Download the Service Provider metadata file

You can always download the latest version of the Service Provider metadata file from Starmind. The URL is specific to your Starmind network, but it looks like this:

https://auth.starmind.com/auth/realms/YOUR_REALM_ID/broker/YOUR_SAML_ALIAS/endpoint/descriptor

You need three things to replace in this example:

1. URL of our Authentication Service. Please find a list below with the correct URLs
2. The REALM_ID of your Starmind network. You can find this ID through the API. Just open a browser with this URL and search for "realm_id". https://YOUR_SUBDOMAIN.starmind.com/api/v2/settings.
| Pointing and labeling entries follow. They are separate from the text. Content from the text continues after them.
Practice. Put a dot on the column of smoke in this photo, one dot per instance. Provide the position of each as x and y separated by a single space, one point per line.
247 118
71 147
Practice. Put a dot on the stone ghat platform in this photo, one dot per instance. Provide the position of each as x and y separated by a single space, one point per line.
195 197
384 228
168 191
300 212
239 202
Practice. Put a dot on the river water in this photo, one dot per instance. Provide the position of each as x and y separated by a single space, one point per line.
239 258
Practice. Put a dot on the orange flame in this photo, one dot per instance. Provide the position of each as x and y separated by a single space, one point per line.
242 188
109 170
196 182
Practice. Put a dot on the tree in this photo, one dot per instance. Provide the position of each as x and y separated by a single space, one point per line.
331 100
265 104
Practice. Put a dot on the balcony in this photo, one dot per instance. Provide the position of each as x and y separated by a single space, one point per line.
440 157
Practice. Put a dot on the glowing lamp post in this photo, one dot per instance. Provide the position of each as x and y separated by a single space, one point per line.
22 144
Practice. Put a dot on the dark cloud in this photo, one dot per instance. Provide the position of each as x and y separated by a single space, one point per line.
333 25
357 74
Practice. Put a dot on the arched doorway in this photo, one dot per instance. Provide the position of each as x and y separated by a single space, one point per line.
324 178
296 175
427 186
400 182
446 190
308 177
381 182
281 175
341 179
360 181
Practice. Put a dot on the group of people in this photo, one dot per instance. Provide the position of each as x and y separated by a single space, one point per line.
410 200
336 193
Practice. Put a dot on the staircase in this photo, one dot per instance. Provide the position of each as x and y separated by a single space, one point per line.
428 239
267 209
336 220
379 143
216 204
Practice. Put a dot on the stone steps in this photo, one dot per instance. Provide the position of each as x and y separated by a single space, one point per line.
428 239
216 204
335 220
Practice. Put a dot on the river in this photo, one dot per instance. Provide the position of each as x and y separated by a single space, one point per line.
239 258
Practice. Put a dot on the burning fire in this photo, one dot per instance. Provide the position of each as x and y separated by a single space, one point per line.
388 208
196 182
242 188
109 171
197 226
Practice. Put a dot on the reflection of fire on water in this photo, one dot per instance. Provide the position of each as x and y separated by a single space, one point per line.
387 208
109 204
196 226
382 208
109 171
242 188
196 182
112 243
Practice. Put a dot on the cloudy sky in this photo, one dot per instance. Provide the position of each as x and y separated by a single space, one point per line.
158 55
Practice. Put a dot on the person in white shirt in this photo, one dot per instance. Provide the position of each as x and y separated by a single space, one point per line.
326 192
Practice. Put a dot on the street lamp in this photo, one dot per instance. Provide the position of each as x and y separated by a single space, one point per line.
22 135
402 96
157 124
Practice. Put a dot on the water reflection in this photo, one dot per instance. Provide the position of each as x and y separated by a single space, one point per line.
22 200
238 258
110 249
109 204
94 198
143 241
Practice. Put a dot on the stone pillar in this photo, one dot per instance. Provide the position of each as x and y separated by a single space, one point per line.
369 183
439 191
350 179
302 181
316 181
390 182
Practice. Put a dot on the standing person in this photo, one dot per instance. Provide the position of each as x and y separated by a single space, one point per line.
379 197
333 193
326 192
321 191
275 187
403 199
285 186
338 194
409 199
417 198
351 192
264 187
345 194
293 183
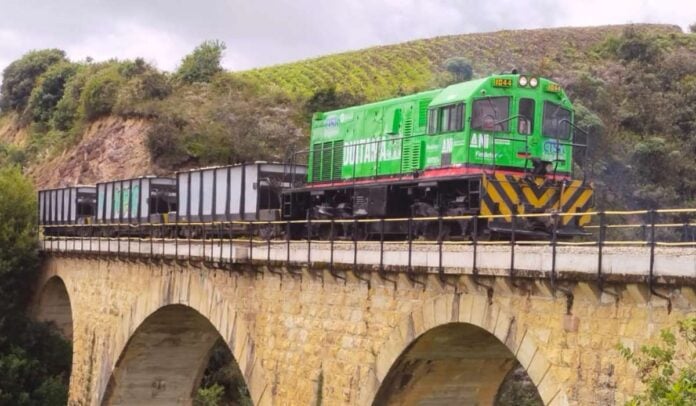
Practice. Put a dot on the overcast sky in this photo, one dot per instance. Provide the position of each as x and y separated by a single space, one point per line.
263 32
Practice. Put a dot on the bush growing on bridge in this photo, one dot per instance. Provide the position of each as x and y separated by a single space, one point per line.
667 369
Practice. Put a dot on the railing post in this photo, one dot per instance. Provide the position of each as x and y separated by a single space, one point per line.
651 221
410 242
600 249
554 241
250 229
355 244
512 246
381 245
287 243
474 268
309 241
331 245
268 245
440 269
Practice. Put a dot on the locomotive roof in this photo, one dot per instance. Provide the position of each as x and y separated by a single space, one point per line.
458 91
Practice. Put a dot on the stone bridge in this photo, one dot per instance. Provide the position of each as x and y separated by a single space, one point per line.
355 325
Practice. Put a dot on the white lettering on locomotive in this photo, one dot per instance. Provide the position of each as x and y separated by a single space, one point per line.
362 151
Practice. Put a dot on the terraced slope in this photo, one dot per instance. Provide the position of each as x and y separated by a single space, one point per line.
383 71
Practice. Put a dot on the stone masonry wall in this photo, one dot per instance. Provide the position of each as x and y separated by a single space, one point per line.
296 335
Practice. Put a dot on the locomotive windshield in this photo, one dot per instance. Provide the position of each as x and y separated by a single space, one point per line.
556 121
452 118
487 114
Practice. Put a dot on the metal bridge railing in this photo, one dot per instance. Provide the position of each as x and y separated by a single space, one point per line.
664 228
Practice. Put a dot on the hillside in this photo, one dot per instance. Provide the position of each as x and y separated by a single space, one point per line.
634 88
383 71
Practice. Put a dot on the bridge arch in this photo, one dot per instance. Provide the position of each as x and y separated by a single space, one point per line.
203 310
54 306
164 360
458 349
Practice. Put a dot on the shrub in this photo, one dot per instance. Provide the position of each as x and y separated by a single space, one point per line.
20 76
49 90
203 63
135 95
460 68
67 108
100 92
635 46
669 375
329 99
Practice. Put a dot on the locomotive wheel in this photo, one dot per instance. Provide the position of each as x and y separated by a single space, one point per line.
267 232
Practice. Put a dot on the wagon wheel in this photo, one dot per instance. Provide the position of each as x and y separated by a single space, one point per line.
267 231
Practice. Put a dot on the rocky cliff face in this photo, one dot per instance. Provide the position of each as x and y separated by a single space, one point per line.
111 148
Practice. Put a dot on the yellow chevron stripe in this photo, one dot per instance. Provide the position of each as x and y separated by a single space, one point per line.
501 203
582 199
512 195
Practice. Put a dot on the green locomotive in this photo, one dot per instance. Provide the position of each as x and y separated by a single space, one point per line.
499 145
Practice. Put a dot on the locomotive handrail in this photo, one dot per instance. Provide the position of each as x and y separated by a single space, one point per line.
585 146
526 140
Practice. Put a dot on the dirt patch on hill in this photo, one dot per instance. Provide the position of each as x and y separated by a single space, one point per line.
111 148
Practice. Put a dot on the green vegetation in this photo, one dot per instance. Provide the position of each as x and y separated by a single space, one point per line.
203 63
633 86
34 361
223 383
459 68
20 77
667 369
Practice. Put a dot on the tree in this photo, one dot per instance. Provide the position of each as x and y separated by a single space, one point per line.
203 63
49 90
460 68
20 76
34 360
668 375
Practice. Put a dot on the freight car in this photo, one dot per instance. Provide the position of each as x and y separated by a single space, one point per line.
497 146
65 207
186 204
245 192
143 200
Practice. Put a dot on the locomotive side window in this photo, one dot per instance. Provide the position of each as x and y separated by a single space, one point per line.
452 118
432 121
487 114
525 121
556 121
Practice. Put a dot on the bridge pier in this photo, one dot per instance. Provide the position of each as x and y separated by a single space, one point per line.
302 336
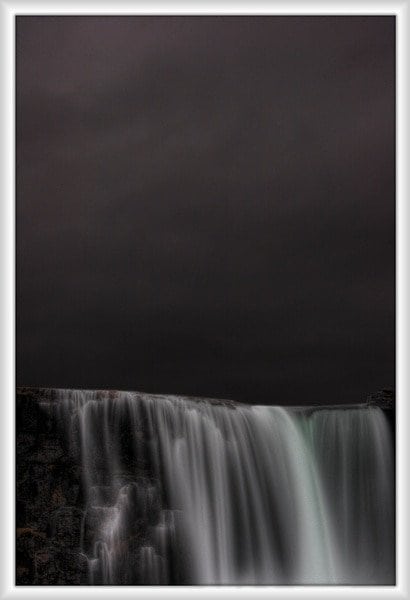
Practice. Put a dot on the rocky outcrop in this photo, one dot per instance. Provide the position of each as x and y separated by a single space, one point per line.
49 499
384 399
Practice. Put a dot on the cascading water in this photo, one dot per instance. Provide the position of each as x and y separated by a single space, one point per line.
186 491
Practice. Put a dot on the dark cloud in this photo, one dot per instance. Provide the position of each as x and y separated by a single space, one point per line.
206 205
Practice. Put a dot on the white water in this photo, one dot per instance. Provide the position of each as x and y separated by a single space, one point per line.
188 491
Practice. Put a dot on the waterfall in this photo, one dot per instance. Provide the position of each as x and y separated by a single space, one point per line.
187 491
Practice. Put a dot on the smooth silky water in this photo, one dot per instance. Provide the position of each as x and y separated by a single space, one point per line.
192 491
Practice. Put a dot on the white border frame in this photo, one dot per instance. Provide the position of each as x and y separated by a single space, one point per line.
8 11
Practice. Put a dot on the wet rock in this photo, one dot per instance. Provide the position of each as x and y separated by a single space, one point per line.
384 399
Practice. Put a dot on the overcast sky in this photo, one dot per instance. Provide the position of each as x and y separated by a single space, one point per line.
206 205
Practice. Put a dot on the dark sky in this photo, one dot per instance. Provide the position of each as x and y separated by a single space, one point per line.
206 205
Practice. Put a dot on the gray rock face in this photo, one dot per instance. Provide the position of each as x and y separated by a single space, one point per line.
384 399
49 505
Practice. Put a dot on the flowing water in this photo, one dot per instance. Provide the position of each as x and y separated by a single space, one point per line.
187 491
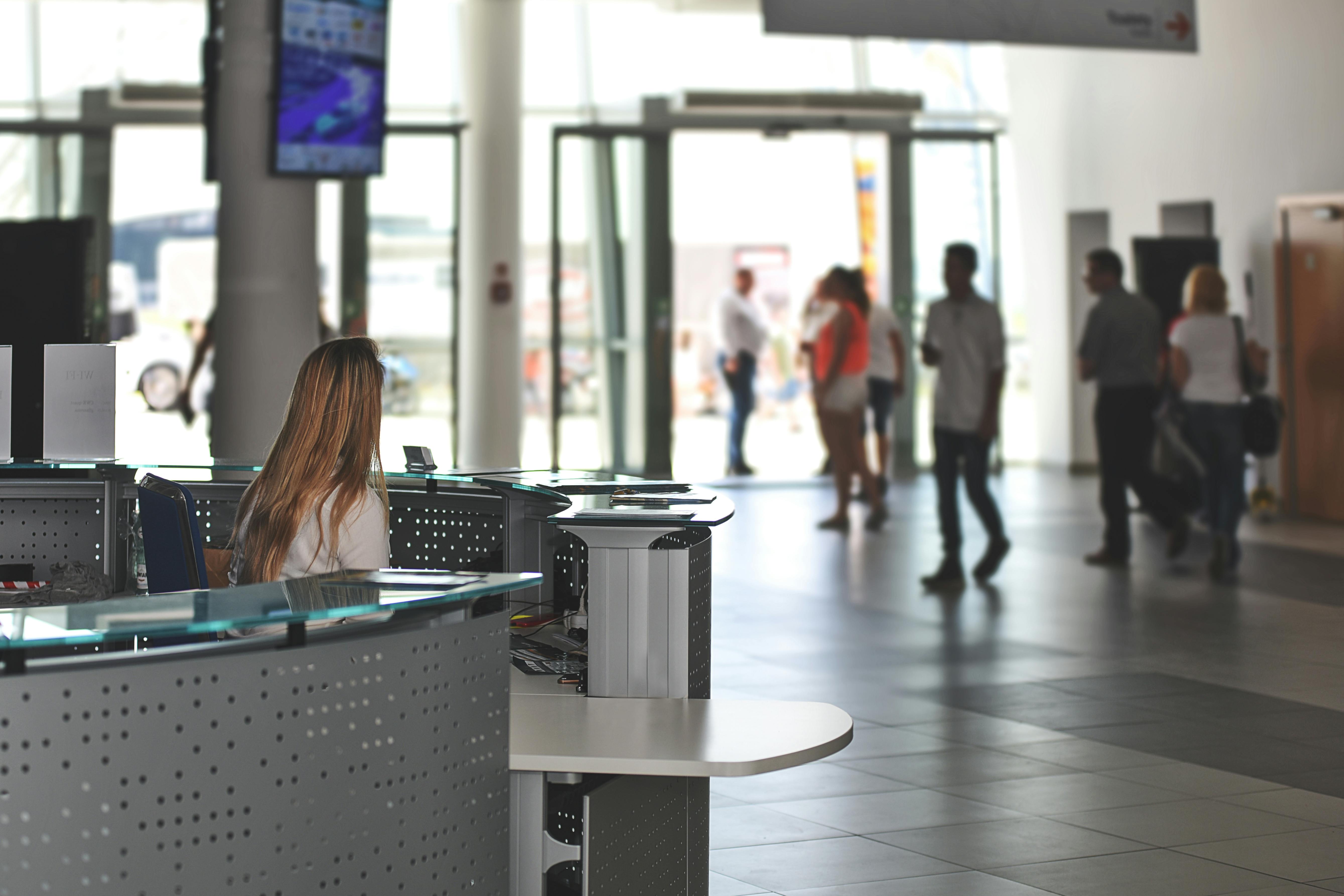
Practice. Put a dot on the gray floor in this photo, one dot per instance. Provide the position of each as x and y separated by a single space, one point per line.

Don't forget to use your specific Starmind domain.
3. The SAML alias is by default "saml".

URL for Authentication Service

• Swiss data center: https://auth.starmind.com
• EU data center: https://auth-eu.starmind.com
• US data center: https://auth-us.starmind.com

Alternative terminology

SAML provides a mechanism to exchange authentication and authorization data between two trusting entities. In a generic SAML context, the entities are:

• The Asserting party (or SAML authority)
• The Relying party (or SAML requester)

In an SSO context, the Asserting party is the Identity Provider (IdP) and the Relying party is the Service Provider (SP). The Identity Provider is the customer's SAML federation server (ADFS etc.) and the Service Provider is the Starmind SaaS application.